6) [in marge: “Künstliche Wasserkunst”] “Im Ostermarckt ward auff der Grimmischen Gassen in dem Schambergischen Hause beym Licht eine artliche und künstliche Wasserkunst umbs Geld gezeiget. Das gantze Werck war gebauet wie ein Röhrkasten, und über denselben ein Gerüste auff jeder Seiten mit einem Thürlein. Aus dem Wasser sprungen hervor anfangs allerley Art Fische, die sich bewegten, als: ein Wallfisch, Lachs, Stör, und andre. Dann Enten, so tantzten, derer eine von einem Wasserhunde verfolget und endlich gefangen wurde, ferner junge und alte Schwäne, der Delphin mit den Arion, so ein Wachs-Licht in der Hand hielt, ein Elephant mit einem Trompeter: Ein Meerpferd, so von einem Meer Manne, wie ein Centaurus gestalt, verfolget wurde. Endlich einen Sirene, ein Kauff- und Türckisch Schiff.
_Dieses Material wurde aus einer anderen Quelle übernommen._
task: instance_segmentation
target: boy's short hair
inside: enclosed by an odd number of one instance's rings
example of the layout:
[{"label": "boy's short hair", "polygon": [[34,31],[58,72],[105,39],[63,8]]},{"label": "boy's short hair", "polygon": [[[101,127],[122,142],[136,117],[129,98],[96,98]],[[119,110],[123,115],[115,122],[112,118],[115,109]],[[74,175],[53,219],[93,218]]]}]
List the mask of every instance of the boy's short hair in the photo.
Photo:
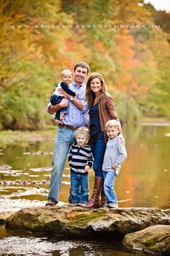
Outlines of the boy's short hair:
[{"label": "boy's short hair", "polygon": [[76,65],[74,66],[73,71],[75,71],[78,67],[84,67],[84,69],[87,69],[86,73],[87,73],[87,74],[89,74],[90,68],[89,68],[89,66],[88,65],[88,64],[86,64],[86,62],[83,62],[83,61],[77,62],[76,64]]},{"label": "boy's short hair", "polygon": [[72,72],[70,69],[64,69],[61,72],[61,75],[64,75],[66,73],[70,73],[72,75]]},{"label": "boy's short hair", "polygon": [[74,135],[76,138],[79,134],[85,135],[87,140],[90,137],[89,129],[86,127],[81,127],[75,130]]},{"label": "boy's short hair", "polygon": [[117,127],[117,129],[121,129],[121,124],[119,121],[117,121],[115,119],[112,119],[107,121],[105,125],[105,129],[107,127]]}]

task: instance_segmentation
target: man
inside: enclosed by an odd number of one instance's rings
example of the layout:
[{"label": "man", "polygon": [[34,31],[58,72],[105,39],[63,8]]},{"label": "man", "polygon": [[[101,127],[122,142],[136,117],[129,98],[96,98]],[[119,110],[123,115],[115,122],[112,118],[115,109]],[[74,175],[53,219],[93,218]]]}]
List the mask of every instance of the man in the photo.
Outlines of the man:
[{"label": "man", "polygon": [[71,90],[79,93],[78,97],[73,97],[62,89],[59,89],[67,98],[63,98],[59,104],[50,105],[48,112],[54,114],[63,107],[68,107],[62,124],[58,124],[55,140],[50,191],[46,206],[54,206],[58,202],[62,174],[70,147],[75,142],[74,131],[79,127],[87,126],[89,120],[85,114],[86,85],[84,81],[89,72],[89,67],[85,62],[78,62],[74,67],[73,81],[69,85]]}]

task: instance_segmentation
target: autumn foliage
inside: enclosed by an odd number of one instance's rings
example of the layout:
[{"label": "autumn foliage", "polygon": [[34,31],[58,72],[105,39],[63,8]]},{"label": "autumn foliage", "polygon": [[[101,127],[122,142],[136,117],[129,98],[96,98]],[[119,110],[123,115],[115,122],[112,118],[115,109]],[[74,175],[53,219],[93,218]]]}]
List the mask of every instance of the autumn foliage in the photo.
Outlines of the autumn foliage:
[{"label": "autumn foliage", "polygon": [[101,72],[124,121],[169,116],[170,14],[144,1],[0,3],[0,129],[36,129],[62,69]]}]

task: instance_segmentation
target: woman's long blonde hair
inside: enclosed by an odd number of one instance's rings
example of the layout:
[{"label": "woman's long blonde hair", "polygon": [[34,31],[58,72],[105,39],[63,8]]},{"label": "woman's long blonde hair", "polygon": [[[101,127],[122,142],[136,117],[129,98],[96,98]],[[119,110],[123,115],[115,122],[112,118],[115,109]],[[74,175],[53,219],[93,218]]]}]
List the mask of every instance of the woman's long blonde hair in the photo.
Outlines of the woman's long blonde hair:
[{"label": "woman's long blonde hair", "polygon": [[93,106],[94,101],[95,99],[95,93],[92,92],[92,90],[90,89],[90,83],[94,78],[99,78],[102,85],[102,90],[100,91],[100,95],[99,97],[98,102],[102,97],[107,94],[107,88],[106,88],[106,85],[103,76],[99,73],[97,73],[97,72],[92,73],[87,80],[86,89],[86,98],[88,106],[89,108]]}]

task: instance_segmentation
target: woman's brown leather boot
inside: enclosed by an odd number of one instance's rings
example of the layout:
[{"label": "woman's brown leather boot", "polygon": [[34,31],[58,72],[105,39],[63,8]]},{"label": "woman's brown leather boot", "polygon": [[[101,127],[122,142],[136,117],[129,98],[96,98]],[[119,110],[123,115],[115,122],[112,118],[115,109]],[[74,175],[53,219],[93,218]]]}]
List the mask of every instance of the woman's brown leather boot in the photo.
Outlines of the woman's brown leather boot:
[{"label": "woman's brown leather boot", "polygon": [[95,176],[92,197],[91,200],[83,206],[84,208],[91,209],[99,208],[99,195],[102,183],[102,177]]},{"label": "woman's brown leather boot", "polygon": [[99,207],[102,207],[107,203],[107,200],[104,193],[104,181],[102,184],[102,188],[101,188],[101,194],[100,194],[100,201],[99,201]]}]

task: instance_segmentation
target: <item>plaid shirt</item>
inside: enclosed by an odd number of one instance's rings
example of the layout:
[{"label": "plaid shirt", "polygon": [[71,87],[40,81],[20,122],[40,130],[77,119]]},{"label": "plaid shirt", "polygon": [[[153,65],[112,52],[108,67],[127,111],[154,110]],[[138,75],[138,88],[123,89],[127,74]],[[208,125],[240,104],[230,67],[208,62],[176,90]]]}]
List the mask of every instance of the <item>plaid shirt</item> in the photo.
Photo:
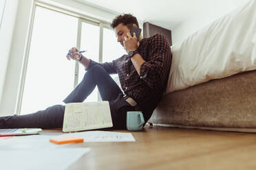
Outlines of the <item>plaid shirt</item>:
[{"label": "plaid shirt", "polygon": [[100,64],[109,74],[118,73],[124,93],[140,106],[153,110],[167,86],[172,58],[171,49],[167,39],[156,34],[143,38],[137,51],[145,60],[140,68],[140,76],[128,55],[103,64],[91,60],[88,69]]}]

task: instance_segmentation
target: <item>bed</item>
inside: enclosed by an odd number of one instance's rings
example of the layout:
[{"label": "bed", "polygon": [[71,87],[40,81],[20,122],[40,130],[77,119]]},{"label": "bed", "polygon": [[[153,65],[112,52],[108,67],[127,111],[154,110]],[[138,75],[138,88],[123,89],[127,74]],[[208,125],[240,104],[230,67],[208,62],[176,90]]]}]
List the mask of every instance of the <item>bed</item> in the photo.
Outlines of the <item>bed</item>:
[{"label": "bed", "polygon": [[171,47],[166,94],[149,123],[256,132],[256,0]]}]

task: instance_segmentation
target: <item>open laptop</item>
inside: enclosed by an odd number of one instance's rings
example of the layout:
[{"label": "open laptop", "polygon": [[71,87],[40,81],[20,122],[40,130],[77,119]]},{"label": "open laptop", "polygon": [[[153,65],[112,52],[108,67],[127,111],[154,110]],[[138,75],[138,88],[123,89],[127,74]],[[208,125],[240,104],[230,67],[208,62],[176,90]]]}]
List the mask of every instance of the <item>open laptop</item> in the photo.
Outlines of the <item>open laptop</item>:
[{"label": "open laptop", "polygon": [[40,128],[0,129],[0,136],[36,134],[40,131]]}]

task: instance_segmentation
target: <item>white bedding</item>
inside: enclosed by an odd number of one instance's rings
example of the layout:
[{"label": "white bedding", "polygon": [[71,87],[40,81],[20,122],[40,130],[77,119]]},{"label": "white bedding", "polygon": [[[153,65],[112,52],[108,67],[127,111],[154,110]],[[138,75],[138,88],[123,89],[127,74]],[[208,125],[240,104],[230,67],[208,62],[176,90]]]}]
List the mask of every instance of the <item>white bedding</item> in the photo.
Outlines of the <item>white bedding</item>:
[{"label": "white bedding", "polygon": [[256,69],[256,0],[171,47],[166,93]]}]

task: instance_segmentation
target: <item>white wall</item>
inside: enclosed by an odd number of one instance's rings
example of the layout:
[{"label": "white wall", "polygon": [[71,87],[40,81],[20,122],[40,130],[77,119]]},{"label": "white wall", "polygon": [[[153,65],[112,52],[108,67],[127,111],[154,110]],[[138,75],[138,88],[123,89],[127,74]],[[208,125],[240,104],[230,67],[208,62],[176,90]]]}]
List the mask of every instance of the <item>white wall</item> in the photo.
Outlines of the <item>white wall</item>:
[{"label": "white wall", "polygon": [[[5,44],[5,51],[3,51],[6,53],[3,56],[4,58],[0,58],[0,99],[1,97],[0,116],[16,114],[15,110],[19,93],[19,88],[34,3],[34,0],[8,0],[7,1],[13,3],[12,5],[10,6],[7,4],[12,13],[12,14],[6,13],[4,14],[10,16],[8,21],[10,23],[7,23],[6,19],[5,19],[3,22],[3,24],[8,25],[10,24],[11,25],[8,27],[12,27],[12,29],[10,29],[10,32],[8,32],[5,35],[5,39],[1,38],[2,34],[1,34],[0,38],[1,45],[0,47],[2,46],[2,44]],[[83,3],[78,0],[39,0],[39,1],[46,2],[106,22],[111,22],[118,14]],[[16,13],[17,19],[15,21]],[[142,21],[138,21],[140,25],[143,25]],[[15,27],[14,27],[14,23]],[[3,50],[0,51],[3,53]]]},{"label": "white wall", "polygon": [[1,10],[3,10],[1,12],[3,12],[3,15],[1,16],[2,16],[2,21],[0,27],[0,103],[10,53],[18,3],[19,0],[6,1],[5,8],[3,8],[3,6],[1,7]]},{"label": "white wall", "polygon": [[206,8],[198,8],[198,12],[172,30],[173,44],[182,42],[190,34],[248,1],[248,0],[205,1],[203,6]]}]

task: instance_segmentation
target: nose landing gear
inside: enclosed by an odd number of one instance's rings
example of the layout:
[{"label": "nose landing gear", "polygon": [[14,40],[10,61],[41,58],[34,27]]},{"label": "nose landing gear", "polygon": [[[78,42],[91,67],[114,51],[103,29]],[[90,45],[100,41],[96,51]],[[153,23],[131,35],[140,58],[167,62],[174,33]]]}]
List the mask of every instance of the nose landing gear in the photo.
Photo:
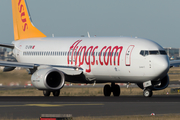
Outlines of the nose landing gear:
[{"label": "nose landing gear", "polygon": [[115,83],[111,83],[110,85],[105,85],[104,86],[104,96],[110,96],[111,92],[113,93],[114,96],[119,96],[120,95],[120,86],[116,85]]},{"label": "nose landing gear", "polygon": [[150,88],[145,88],[143,91],[143,95],[144,95],[144,97],[152,97],[153,92]]}]

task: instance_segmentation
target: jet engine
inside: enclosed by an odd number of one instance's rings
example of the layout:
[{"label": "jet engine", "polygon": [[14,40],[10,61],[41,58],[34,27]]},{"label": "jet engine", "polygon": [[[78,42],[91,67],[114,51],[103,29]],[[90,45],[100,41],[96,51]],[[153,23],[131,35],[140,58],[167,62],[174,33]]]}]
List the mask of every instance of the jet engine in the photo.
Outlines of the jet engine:
[{"label": "jet engine", "polygon": [[64,86],[64,74],[54,68],[37,70],[31,76],[31,82],[39,90],[58,90]]},{"label": "jet engine", "polygon": [[[144,89],[143,87],[143,83],[137,83],[138,87],[141,89]],[[162,90],[167,88],[169,85],[169,76],[166,75],[163,79],[159,80],[159,81],[152,81],[152,86],[151,89],[152,90]]]},{"label": "jet engine", "polygon": [[154,85],[152,90],[162,90],[162,89],[165,89],[169,85],[169,76],[166,75],[163,79],[160,80],[159,83],[156,83],[156,82],[153,83],[152,82],[152,84]]}]

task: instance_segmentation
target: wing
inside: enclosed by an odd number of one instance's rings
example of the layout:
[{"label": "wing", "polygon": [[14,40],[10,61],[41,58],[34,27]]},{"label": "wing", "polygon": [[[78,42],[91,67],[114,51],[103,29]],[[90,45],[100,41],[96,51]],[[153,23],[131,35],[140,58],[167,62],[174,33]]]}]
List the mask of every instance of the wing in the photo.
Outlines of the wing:
[{"label": "wing", "polygon": [[180,65],[180,60],[171,60],[170,62],[170,68],[176,65]]},{"label": "wing", "polygon": [[6,62],[0,61],[0,66],[5,66],[4,72],[11,71],[16,67],[22,67],[31,70],[43,69],[43,68],[56,68],[67,75],[79,75],[83,72],[80,67],[74,66],[61,66],[61,65],[45,65],[45,64],[33,64],[33,63],[20,63],[20,62]]}]

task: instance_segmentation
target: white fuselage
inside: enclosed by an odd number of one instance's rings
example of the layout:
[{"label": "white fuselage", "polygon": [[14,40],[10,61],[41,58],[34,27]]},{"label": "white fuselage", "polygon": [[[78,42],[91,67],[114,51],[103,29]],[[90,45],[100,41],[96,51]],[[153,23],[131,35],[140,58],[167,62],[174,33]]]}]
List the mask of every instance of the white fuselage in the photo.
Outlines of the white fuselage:
[{"label": "white fuselage", "polygon": [[168,56],[160,53],[164,49],[147,39],[37,38],[13,44],[18,62],[79,66],[89,81],[145,82],[163,78],[169,70]]}]

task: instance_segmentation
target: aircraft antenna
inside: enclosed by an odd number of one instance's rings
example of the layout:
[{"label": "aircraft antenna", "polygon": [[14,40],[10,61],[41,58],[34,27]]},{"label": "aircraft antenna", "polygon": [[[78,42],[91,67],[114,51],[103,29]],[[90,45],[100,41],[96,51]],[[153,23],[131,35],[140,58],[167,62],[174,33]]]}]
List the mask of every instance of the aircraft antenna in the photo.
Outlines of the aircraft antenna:
[{"label": "aircraft antenna", "polygon": [[87,32],[87,34],[88,34],[88,38],[90,38],[91,36],[90,36],[89,32]]}]

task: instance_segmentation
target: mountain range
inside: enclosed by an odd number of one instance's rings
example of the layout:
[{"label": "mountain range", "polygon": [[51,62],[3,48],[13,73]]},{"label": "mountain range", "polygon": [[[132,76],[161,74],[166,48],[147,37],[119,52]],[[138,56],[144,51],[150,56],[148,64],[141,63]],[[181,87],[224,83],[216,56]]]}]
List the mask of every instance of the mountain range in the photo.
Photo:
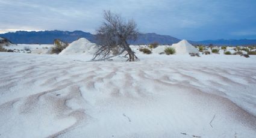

Letzlichen ward auff den Gerüste zur Kurtzweil präsentiret ein Bauermägdlein, welches eine Kuh brachte und selbige melcken wolte, darüber aber sampt der Kuh, wie auch nachmahls Vater un Mutter, welche die Kuh suchen wolten, ins Wasser siehen[?]: Auff der andern Seiten war ein Männlein zu sehen, welches an einer Angel einen lebendigen fisch auss dem Wasser zog: Hierauff wurden nahe darbey in einem Perspectivische Gerüste die 7. Wunderwercke der Welt und endlich die Meerswellen mit einem darauff gehenden Schiffe gezeiget.” Uit: J.J. Vogel, Leipzigisches Geschicht-Buch oder Annales, 1714, p. 667-668.